According to ehistorylib, in 2005, Jordan had a population of around 5.4 million people and a GDP of $24.2 billion, making it one of the smaller economies in the Middle East. The economy was largely dependent on trade, with the main exports being phosphates and potash. Unemployment rates were high at around 14%, while poverty levels remained quite high with an estimated 17% of the population living below the poverty line.
Foreign relations in 2005 were generally positive with Jordan being a member of various international organizations such as the United Nations (UN). In addition, it maintained diplomatic ties with many countries in North America, Europe, Africa and Asia. It was also an important ally to the United States and had close trade ties to Iraq and Syria.
Politically, Jordan was a constitutional monarchy during this time period with executive power vested in both the King who had absolute authority over foreign policy decisions and could veto any legislation passed by Parliament. Furthermore, there were three branches of government: Executive (King), Legislative (Parliament) and Judicial (Supreme Court). These branches worked together to ensure that laws were properly enforced throughout the country.
Yearbook 2005
Jordan. On November 9, the violence spread from Iraq to Jordan’s capital Amman, where three of the city’s largest hotels were exposed to blast attacks that killed 54 people plus the three suicide bombers. Most of the victims were Jordanians, among them many guests at a wedding party at the Radisson SAS hotel. The al-Qaeda terrorist network in Iraq, led by Jordanian Abu Musab az-Zarqawi, claimed responsibility for the act, explaining on a website that the hotels were attacked because Americans and Israelis often visited them. According to al-Qaeda, so many Muslims would fall victim was not the intention. All of the assailants were Iraqi, according to Jordanian records. Days after the attack, dozens of suspects were arrested, among them a woman who was married to one of the assailants and who had tried to carry out one of the assaults but failed. The attacks did not come unexpectedly. According to countryaah, Amman is the capital and one of the major cities within the country of Jordan. Jordan had established itself as a relatively safe enclave for Westerners en route to or from Iraq and other parts of the Middle East. A number of people have been arrested in recent years on suspected acts of terrorism against Western and Israeli targets. On August 19, an American warship anchored in the port city of Aqaba was subjected to a rocket attack for which a group linked to the al-Qaeda terrorist network assumed responsibility. King Abdullah’s Western-friendly attitude had no strong popular support, but there were indications that the many Muslim victims of the hotel attacks caused the Jordanians’ sympathies to shift. About a week after the attack, more than 100,000 Jordanians in Amman demonstrated in support of the king and in protest against az-Zarqawi.
- Also see abbreviationfinder.org for how the acronym JO stands for the country of Jordan and other meanings of this two-letter abbreviation.

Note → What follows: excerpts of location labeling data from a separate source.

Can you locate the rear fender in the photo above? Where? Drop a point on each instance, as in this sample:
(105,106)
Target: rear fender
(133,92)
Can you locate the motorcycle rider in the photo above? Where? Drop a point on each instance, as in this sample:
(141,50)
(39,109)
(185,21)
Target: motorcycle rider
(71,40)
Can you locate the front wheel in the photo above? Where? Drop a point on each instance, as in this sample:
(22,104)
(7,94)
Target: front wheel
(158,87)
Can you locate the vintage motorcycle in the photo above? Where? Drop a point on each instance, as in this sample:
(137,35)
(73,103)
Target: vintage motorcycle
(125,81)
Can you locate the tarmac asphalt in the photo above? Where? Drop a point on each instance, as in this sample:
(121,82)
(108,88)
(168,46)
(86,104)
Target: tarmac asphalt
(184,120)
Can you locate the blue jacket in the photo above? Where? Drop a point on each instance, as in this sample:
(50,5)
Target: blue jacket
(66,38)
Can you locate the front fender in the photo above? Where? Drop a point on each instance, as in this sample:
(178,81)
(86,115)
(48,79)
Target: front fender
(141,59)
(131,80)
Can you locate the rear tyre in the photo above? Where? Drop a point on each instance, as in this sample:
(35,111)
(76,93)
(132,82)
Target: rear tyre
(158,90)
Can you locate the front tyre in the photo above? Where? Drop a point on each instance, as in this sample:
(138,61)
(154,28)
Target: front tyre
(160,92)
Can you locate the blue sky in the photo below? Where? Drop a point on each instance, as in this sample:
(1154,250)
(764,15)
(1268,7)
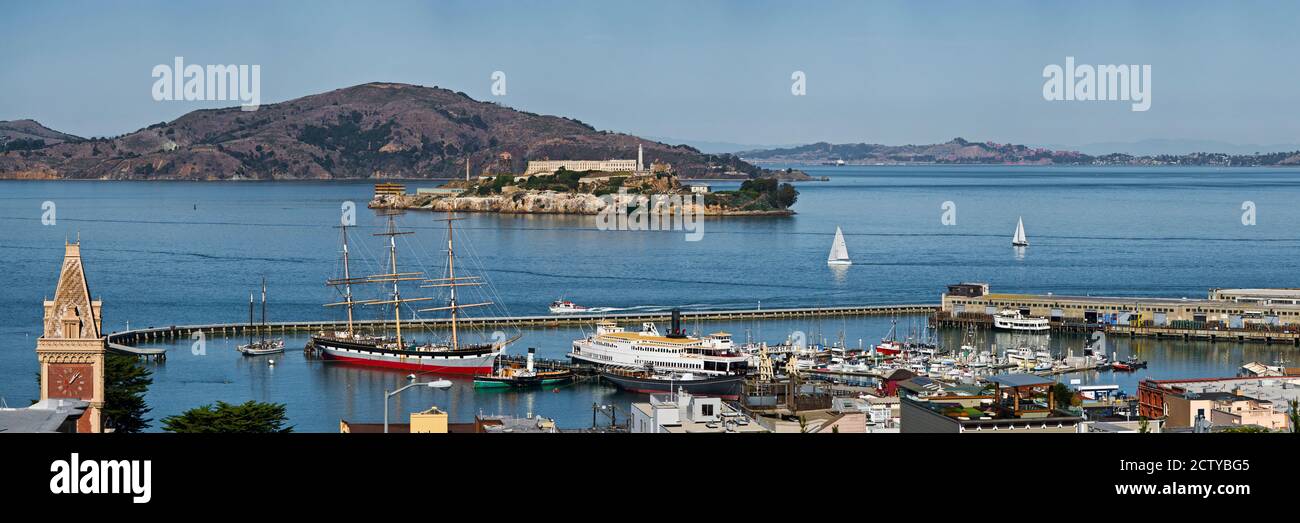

Domestic politics was characterized by tension between the king and the conservatively dominated lower house in the country’s parliament. One tool in the power struggle became the government. In April, King Abdullah dismissed Prime Minister Faisal al-Fayez and his ministry, reportedly for not planning political reforms. al-Fayez was succeeded by former US Secretary of Education Adnan Badran, who was replaced in November by Marouf al-Bakhit, former Jordan’s ambassador to Israel. The king also replaced a number of other people in the country’s leadership with experienced faith servants with military background.
Badran paid a visit to his colleague Ibrahim al-Jaafari in Iraq on September 10, thereby becoming the first leader of an Arab country to visit Iraq since the fall of the Saddam regime in 2003.
Iraqi Deputy Prime Minister Ahmad Chalabi, who was sentenced in 1992 in his absence to 22 years in prison for, among other things. embezzlement, was pardoned in May by King Abdullah.
Economy. – The consequences of the demographic facts mentioned above in the economic structure of the country are extremely complex. However, agriculture and pastoralism remain the fundamental economic activities. In the territory west of the Jordan, agricultural methods are more advanced, despite the poverty of the soil, and a large part of it is used for arborescent and horticultural crops. In the east, however, the methods are more primitive and only half of the area considered to be cultivable is actually cultivated. Cereals are the main products: among them wheat covers 280,000 ha and gives a production of over 2 million q per year. Among the arborescent crops, the vine and the olive tree are of some importance. The breeding is almost exclusively extensive (pastoralism) and mainly concerns sheep (723,000 heads) and goats (696,000); 111. 000 are the cattle, 25,000 the camels. The only product of the subsoil is made up of phosphates, of which about 200,000 tons are produced per year. The country is crossed from N to S by the railway line that from Damascus reaches Ma‛ān and Naqb Ashtar, touching ‛Ammān. The extension from Ma‛ān to Medina (Saudi Arabia) has not been restored.